Sulle rive del Porto di Spalatro, a destra della Città, stendonsi le numerose abitazioni del Borgo, e i ben coltivati terreni suburbani. Fra di questi merita particolare menzione il Podere destinato alle sperienze, e alle Sessioni della Società d’Agricoltura, eretta con plausibile esempio, e mantenuta a spese proprie da un riguardevole numero di que’ Gentiluomini, e Cittadini. È da desiderare, che una così nobile, e laudevole fondazione non si disciolga inopportunamente; la Provincia à pur troppo di bisogno, che vi prendano piede gli studj Georgici: da che così la coltura delle terre, come il governo de’ bestiami è pessimamente inteso tanto da’ Morlacchi, che da’ contadini litorali. [p. 39 modifica]
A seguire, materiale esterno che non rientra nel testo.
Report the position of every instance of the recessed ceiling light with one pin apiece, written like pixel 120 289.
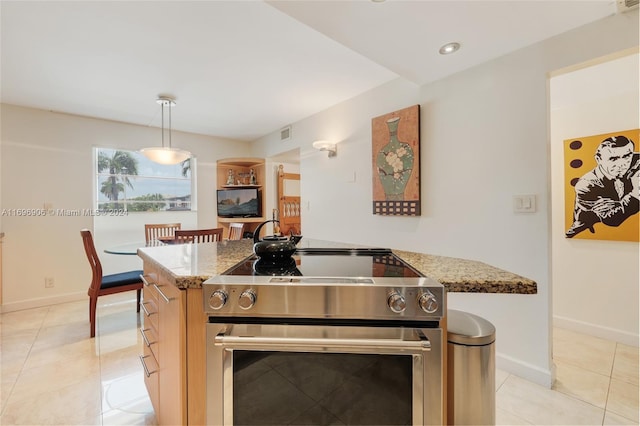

Appiè delle mura di Spalatro, fuor pelle fenditure d’alcuni massi di pietra forte conchifera piena d’Echiniti, e di Numismali, che non di raro vi si veggono spaccate orizzontalmente, scaturiscono parecchi rivoli d’acqua sulfurea, che sovente spargono verso sera una disaggradevole graveolenza. Eglino conducono seco in gran quantità filamenti stracciati, candidissimi di fegato di zolfo. Le pietre, su le quali scorrendo i rivoli mettono in mare, pochi palmi lontano dalla sorgente, sono tutte colorite di bianco argenteo, precisamente come lo son in Italia quelle, pelle quali scorrono i ruscelli sulfurei caldi di Sermoneta, prima di perdersi nelle Paludi Pontine. Ma questi di Spalatro ànno delle incostanze, e cangiamenti degni di ogni attenzione.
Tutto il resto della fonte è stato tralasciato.